Manatee County Courthouse

Manatee County Courthouse

In 1978, when I was in third grade, I went on a school field trip that forever changed the trajectory of my life.  I boarded a long yellow school bus with my teacher and classmates and headed to a mystical place, the likes of which I had only seen on TV or in the movies – the county courthouse.  As the bus dropped us off in front of the massive brick building (which was three stories tall, or practically a skyscraper in my hometown), we scurried into formation on the manicured green lawn.  Rows of gray stone steps, and four gleaming white Greek columns, led to the courthouse’s double doors.

Once inside, I immediately felt the cool comfort of central air conditioning, a luxury I did not enjoy living on a farm.  Deputy Sheriffs with crisply starched, forest green uniforms stood like sentinels against the wall, with shiny five-point stars affixed to their chests.  Like John Wayne, they wore leather holsters on their sides.  I marveled at the rows of gold bullets lining their belts and the .38 caliber pistols peeking out of their holsters.

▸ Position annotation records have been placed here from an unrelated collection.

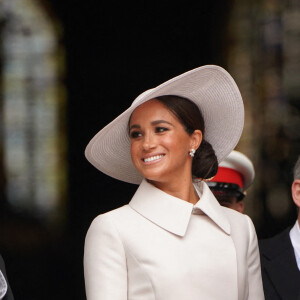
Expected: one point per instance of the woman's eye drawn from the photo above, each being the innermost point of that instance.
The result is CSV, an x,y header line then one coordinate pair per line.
x,y
135,134
161,129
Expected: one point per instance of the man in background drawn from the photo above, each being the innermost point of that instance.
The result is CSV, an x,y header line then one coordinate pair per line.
x,y
280,256
234,176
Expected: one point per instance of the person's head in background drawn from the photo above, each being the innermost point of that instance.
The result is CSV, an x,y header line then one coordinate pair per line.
x,y
296,187
235,175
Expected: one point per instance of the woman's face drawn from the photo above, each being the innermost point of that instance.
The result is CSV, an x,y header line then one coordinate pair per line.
x,y
159,144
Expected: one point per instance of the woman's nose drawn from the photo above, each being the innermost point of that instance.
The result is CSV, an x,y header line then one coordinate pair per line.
x,y
149,142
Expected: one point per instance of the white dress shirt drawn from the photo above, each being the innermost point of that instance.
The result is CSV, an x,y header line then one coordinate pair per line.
x,y
295,239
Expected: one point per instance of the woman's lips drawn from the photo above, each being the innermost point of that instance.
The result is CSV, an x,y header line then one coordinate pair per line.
x,y
153,158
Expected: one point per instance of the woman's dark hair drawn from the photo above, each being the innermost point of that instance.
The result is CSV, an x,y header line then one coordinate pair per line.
x,y
205,162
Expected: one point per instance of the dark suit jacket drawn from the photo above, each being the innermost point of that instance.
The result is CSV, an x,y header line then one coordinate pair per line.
x,y
280,273
8,295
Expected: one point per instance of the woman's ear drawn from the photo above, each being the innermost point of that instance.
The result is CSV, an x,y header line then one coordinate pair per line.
x,y
296,191
196,139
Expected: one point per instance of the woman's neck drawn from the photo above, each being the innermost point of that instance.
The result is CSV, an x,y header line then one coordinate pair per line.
x,y
183,190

To the sound of manual typewriters clicking furiously in the surrounding offices, the tour guide led us along the corridors of the courthouse trying, in vain, to explain the administration of justice to a gaggle of giggling 8-year olds.  She led us down a staircase to a dank, dimly lit basement that smelled of urine and cigarette smoke.  A row of small jail cells lined the back wall.   Through the rusting iron bars, I could see scruffy, unkempt men in black and white striped jumpsuits sitting in their cramped cells, with flimsy cots and grimy stainless steel toilets situated only inches away from where they slept. Filled with curiosity, I asked the guide why the men were locked up like lions at the zoo.  She explained they had been arrested the night before for breaking the law and were waiting to see the judge, whatever that meant.

We left the smelly basement, and I took my first ride on an elevator to the top floor.  I felt like I was Captain Kirk, being teleported to a strange new world where I’d never been before.  Quietly, we stepped inside a large courtroom, beaming with sunlight, and filled the wooden pews in the back of the room.  The courtroom reminded me of a cathedral.  It was a beautiful, imposing sight, with its dark paneled walls, high ceiling, and grand chandeliers.  A railing separated our seating area from two finely dressed gentlemen in three-piece suits who were standing behind podiums on opposite sides of the room, passionately addressing the judge — an older man with the peculiar name “Your Honor” — with indecipherable eloquence.

The judge wore a flowing black robe, perched high atop his bench. What appeared to be a small wooden mallet lay before him.  On the wall above his head hung a large seal of the state of Florida. The flags of Florida and the United States flanked the judge. My young heart stirred at the sight of those regal flags, edged with gold fringe and hung on tall poles topped with brass American eagles.

As I sat on the pew in that courtroom and took in the sights and sounds around me, my love of the law took root.